De la " Terre de l'aurore " à nos racines "
Le premier regard porté sur la région remonte au-delà de l'arrivée des populations originaires d'Europe. Les Abénaquis, peuple nomade premier occupant des terres du Haut-Saint-François au XVIIe siècle, utilisent les abords de nos rivières synonymes de richesse naturelle. En quête de nouveaux territoires, Loyalistes et colons américains s'expatrient des E-U vers 1783 pour exploiter des terres vierges connues aujourd'hui sous les noms de Canton d'Ascot, Clifton, Eaton et Newport. Des facteurs, météorologiques en l'occurrence, ont des effets néfastes sur la croissance du peuplement. Malgré tous les efforts déployés, l'émergence de la colonisation des Cantons-de-l'Est ne se fait sentir qu'en 1792. Pays de collines et de lacs, recouvert par la forêt, la région du Haut-Saint-François offre aux arrivants un potentiel d'abondance et de diversité des ressources de son sol. L'originalité et l'authenticité de notre région est le fruit d'un lien établi entre le développement et l'exploitation des ressources naturelles ainsi que la croissance et la spécialisation du secteur manufacturier au cours de la seconde moitié du XIXe siècle.
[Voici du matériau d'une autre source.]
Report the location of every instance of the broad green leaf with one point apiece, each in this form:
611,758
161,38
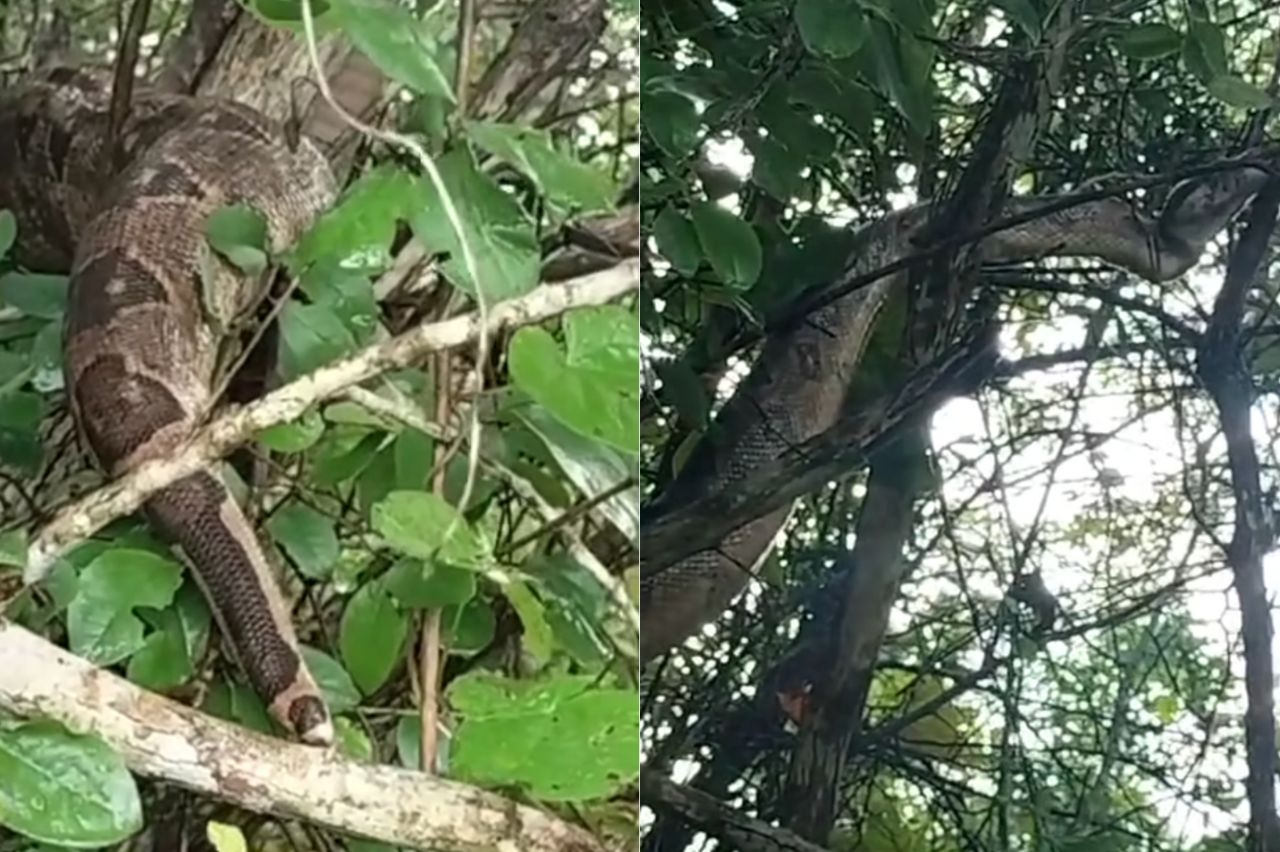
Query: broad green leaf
13,548
408,741
348,294
1024,14
46,357
1205,51
429,583
352,741
593,467
1151,41
1238,92
339,690
415,523
65,788
684,389
35,294
558,738
21,413
832,28
311,335
397,42
672,120
470,626
498,232
307,536
371,636
179,635
593,386
238,233
777,169
8,232
677,241
225,838
293,436
163,662
568,184
728,243
415,457
356,236
100,621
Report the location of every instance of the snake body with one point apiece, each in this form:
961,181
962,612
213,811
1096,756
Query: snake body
149,308
798,385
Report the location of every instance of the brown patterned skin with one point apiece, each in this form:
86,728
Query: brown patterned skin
147,311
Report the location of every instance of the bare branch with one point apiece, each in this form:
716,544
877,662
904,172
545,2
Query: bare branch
237,426
160,738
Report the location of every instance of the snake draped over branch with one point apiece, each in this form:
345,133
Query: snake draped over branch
146,340
796,389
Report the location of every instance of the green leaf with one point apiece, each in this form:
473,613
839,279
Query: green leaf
568,184
35,294
311,335
225,838
64,788
415,523
1205,51
593,467
296,435
397,42
498,232
677,241
593,386
672,120
1024,14
1151,41
352,741
371,636
348,294
100,621
533,618
429,583
8,232
558,738
307,536
21,415
833,28
339,690
408,741
356,236
238,233
1238,92
471,626
728,243
13,548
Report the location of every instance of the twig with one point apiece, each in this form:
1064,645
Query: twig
160,738
228,431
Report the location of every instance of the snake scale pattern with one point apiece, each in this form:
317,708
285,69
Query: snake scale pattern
798,384
149,306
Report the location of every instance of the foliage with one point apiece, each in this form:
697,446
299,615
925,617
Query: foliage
796,123
351,503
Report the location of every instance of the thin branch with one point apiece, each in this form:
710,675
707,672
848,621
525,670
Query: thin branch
160,738
91,513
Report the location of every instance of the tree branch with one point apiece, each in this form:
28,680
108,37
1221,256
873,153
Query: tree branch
237,426
160,738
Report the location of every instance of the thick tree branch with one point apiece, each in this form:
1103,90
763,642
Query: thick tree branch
1226,378
160,738
718,819
237,426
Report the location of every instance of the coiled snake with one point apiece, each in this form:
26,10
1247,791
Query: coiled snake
149,306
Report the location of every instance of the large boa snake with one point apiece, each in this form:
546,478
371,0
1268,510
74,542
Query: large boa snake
147,310
798,385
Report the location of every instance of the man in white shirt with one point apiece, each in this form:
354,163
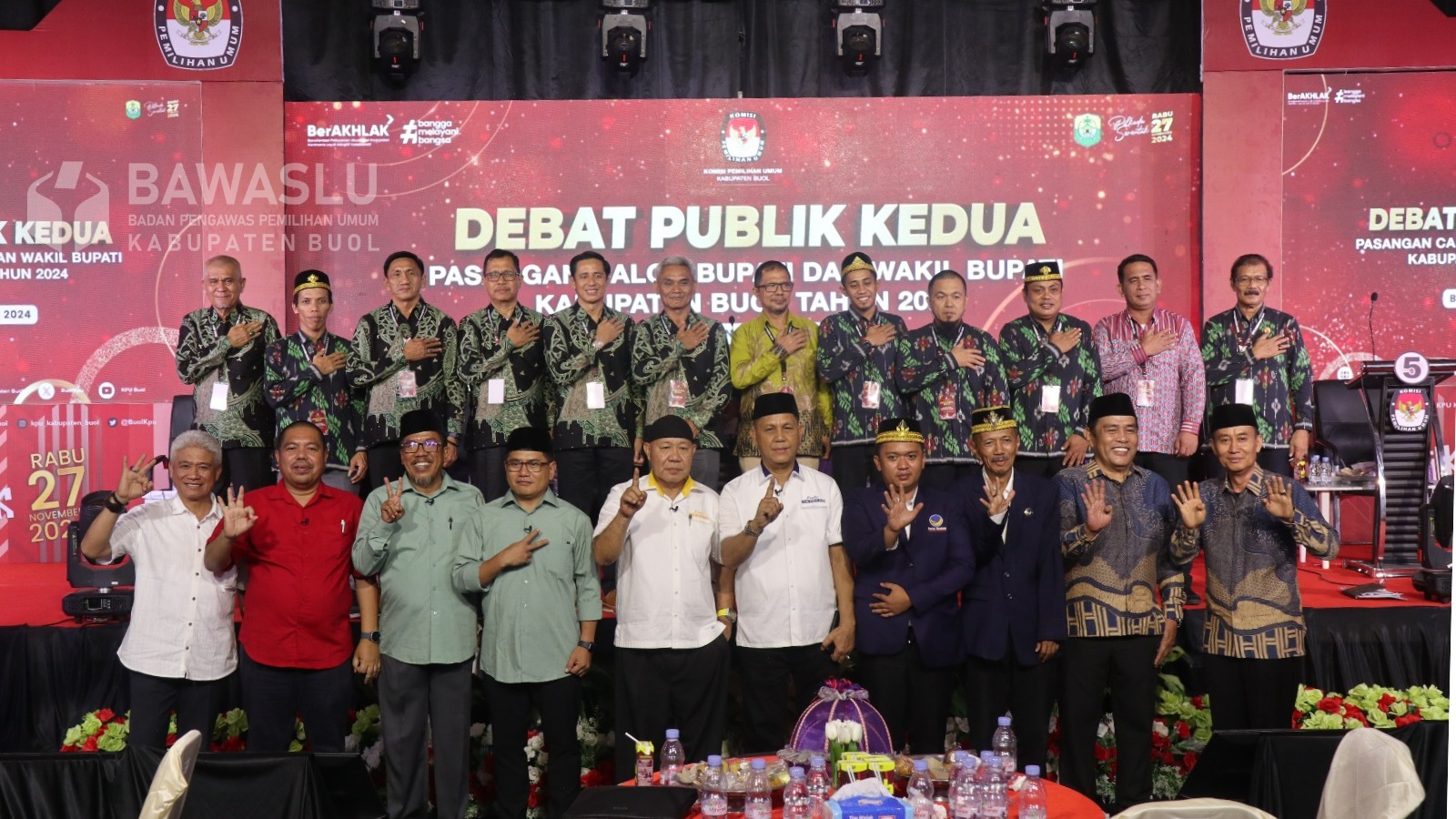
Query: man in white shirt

Le désenclavement et l'ouverture sur le monde se fait sentir avec l'émergence des premières routes et surtout avec l'important réseau ferroviaire, érigé vers les années 1870, qui donnera définitivement accès aux grands centres du nord-est du continent. Le peuplement en aura été à la fois facilité et transformé. C'est ainsi que notre histoire débute
De la colonisation à la vie urbaine
À l'ouverture des Cantons-de-l'Est par la concession de cantons en 1792, les rivières et les lacs utilisés depuis des siècles par les Amérindiens demeurent les seules voies de communication. Des facteurs géographiques, techniques, financiers et administratifs se combinent pour multiplier les difficultés d'accès à la région. Ce n'est que vers les années 1830, grâce à une conjoncture favorable, que l'on verra des projets de développement des terres du Bas-Canada se concrétiser. L'idée du chemin de fer ne surgit que de manière plus décisive au début des années 1840.
Dès les années 1812, deux phénomènes d'ordre très différent arrêtent pour près d'une décennie le peuplement si bien amorcé des terres des Cantons-de-l'Est. Il s'agit d'une part de la guerre anglo-américaine de 1812-1814 et, d'autre part, de la catastrophe climatique qui sévit à partir de 1816. Ce n'est apparemment qu'en 1820 que le climat redevient normal, avec un printemps précoce permettant que toutes les semailles soient finies au début de mai. Après ces années difficiles, le peuplement connaît une reprise évidente durant les deux décennies suivantes. De ce fait, en 1815, arrivent de nouveaux immigrants, essentiellement des Britanniques, des Écossais, et des Irlandais. Mais la vie n'est pas facile pour les colons. Les routes sont quasi inexistantes, tant et si bien que les nouveaux arrivants préfèrent emménager en hiver car les rivières et les lacs gelés leur servent alors de chemin. Beaucoup de terres ne sont pas défrichées car les grands propriétaires n'ont pas la main d'uvre nécessaire à leur exploitation. Jusqu'en 1850, les Canadiens français sont presque absents de ce tableau de l'occupation du territoire régional. Le phénomène s'explique sans doute par la disponibilité des terres dans les seigneuries des rives du fleuve Saint-Laurent. Par la suite, lorsque la pression démographique y rend le besoin de terres nouvelles plus impérieux, la plupart des Canadiens français désireux de s'établir dans les townships se heurtent à divers obstacles : les mauvaises voies d'accès, la spéculation foncière et le prix élevé des terres et, sans doute aussi, environnement social, religieux, linguistique et culturel différent.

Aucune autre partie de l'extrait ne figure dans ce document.